I stopped reviewing new rap albums. I stopped going to shows regularly, or even semi-regularly. I stopped keeping an ear out for new artists and producers and trends and movements. Hip Hop increasingly felt like something that belonged in the past tense, something I used to adore but don’t really follow anymore. 

When I discover a new Hip Hop act, something I do infrequently, they’re invariably rooted in Hip Hop’s past, like Czarface, a collaboration between 1990s rappers Inspectah Deck and 1990s independent rapper Esoteric or Esoteric’s crew Demigodz. 

This week something magical happened that made me fall madly and instantly in love with Hip Hop as a culture and way of life all over again. I discovered a rapper of astonishing talent and charisma, a game-changer with the potential to be a 2Pac or Notorious B.I.G-like rapper and icon. 

Blazing Hot (Left) Blazing Not (Right)

Blazing Hot (Left) Blazing Not (Right)

I haven’t fallen in love with a Hip Hop act this way since those giddy days I discovered MF DOOM, Quasimoto or Little Brother. And the crazy thing is that this renegade artist, this rap maverick wasn’t even known as a rapper even a month ago. 

No, up until he got into the booth and decided to spit pure flames, this rap dynamo was known primarily as a cartoon mascot for bright orange snack food products the color of the president’s skin.

All my real Hip Hop heads, the ones who have been down since day one, know that I can only be talking about one pop-culture icon: Chester Cheetah, who recently made rap history, pop culture history and plain old history when, driven into a blind rage by Doritos putting out a “Flaming Hot” version of their signature snack chip, he released a diss track aimed squarely at his snack food rival and their big-name pitchman.

The impetus for this ferocious diss track, easily the equal of 2Pac’s “Hit Em Up” and Jay-Z’s “The Takeover” was a Super Bowl commercial featuring Chance the Rapper and boy band N’Sync singing, literally, the praises of this inferior, knock-off mouth-scalder. I’m not that familiar with Chance the Rapper. Judging by this commercial he raps mostly about derivative snack products alongside boy bands. That seems like kind of a weird, limited shtick. I’m not really sure how he got so popular or critically acclaimed. 

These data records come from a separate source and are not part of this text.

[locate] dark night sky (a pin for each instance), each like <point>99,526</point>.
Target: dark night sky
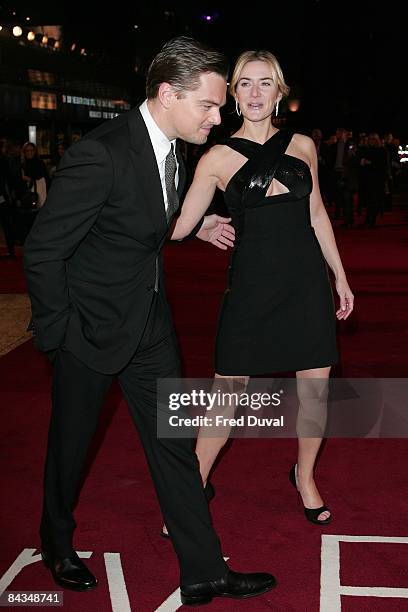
<point>344,60</point>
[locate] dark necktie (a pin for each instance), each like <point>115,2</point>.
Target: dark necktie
<point>170,168</point>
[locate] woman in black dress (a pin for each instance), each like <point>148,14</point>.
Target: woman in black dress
<point>278,311</point>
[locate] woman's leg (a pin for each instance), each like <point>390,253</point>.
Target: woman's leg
<point>313,407</point>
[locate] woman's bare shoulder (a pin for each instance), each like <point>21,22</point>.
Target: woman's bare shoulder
<point>302,141</point>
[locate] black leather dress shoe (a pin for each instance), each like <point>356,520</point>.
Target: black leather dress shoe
<point>69,572</point>
<point>233,584</point>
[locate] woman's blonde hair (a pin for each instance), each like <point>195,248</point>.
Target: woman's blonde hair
<point>260,56</point>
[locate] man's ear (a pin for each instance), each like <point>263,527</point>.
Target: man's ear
<point>166,94</point>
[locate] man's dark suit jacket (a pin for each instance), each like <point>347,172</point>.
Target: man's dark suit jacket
<point>94,255</point>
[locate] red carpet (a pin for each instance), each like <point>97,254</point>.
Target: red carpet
<point>255,511</point>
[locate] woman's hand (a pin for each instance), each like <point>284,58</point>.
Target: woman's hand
<point>218,231</point>
<point>346,299</point>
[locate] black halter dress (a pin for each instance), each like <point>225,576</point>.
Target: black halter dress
<point>278,311</point>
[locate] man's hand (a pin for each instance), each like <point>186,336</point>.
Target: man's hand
<point>218,231</point>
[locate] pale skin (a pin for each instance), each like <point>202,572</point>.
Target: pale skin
<point>257,93</point>
<point>190,115</point>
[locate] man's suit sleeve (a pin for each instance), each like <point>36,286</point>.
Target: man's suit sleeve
<point>79,189</point>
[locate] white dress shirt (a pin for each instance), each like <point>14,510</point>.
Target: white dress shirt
<point>161,146</point>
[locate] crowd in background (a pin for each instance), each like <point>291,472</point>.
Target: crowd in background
<point>357,176</point>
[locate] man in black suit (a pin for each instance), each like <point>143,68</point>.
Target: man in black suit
<point>94,268</point>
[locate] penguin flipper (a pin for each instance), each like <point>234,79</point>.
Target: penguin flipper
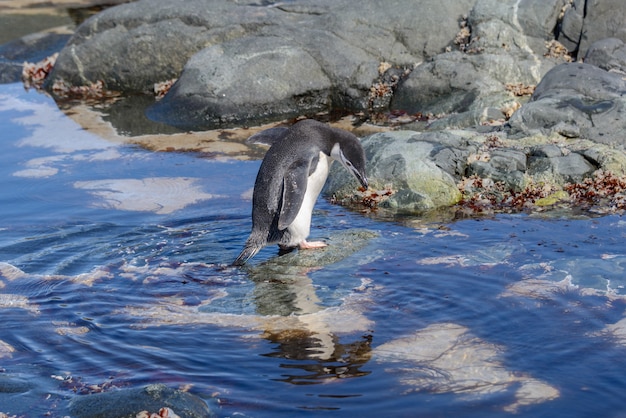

Well, one person, or rather cartoon cheetah, doesn’t give a mad-ass fuck about how much acclaim or money or success Chance the Rapper has. Or rather, one cartoon cheetah mascot doesn’t give a mad-ass fuck. Shit, Chester doesn’t even mention Chance by name. Instead, he sneeringly refers to a “celeb” on a “remix song” knowing that Chance won’t even be a rapper, let alone a celeb or a superstar after he is lyrically destroyed by a CGI representation of a vaguely British snack food pimp. 

When my boy spits, “You better watch the throne!/King Chesta, hottest cheetah that you’ve ever known/I’m extra flaming hot you can’t tell me nothing/I’m bringing back asteroids, think I’m bluffing?!?” this becomes the only acceptable response.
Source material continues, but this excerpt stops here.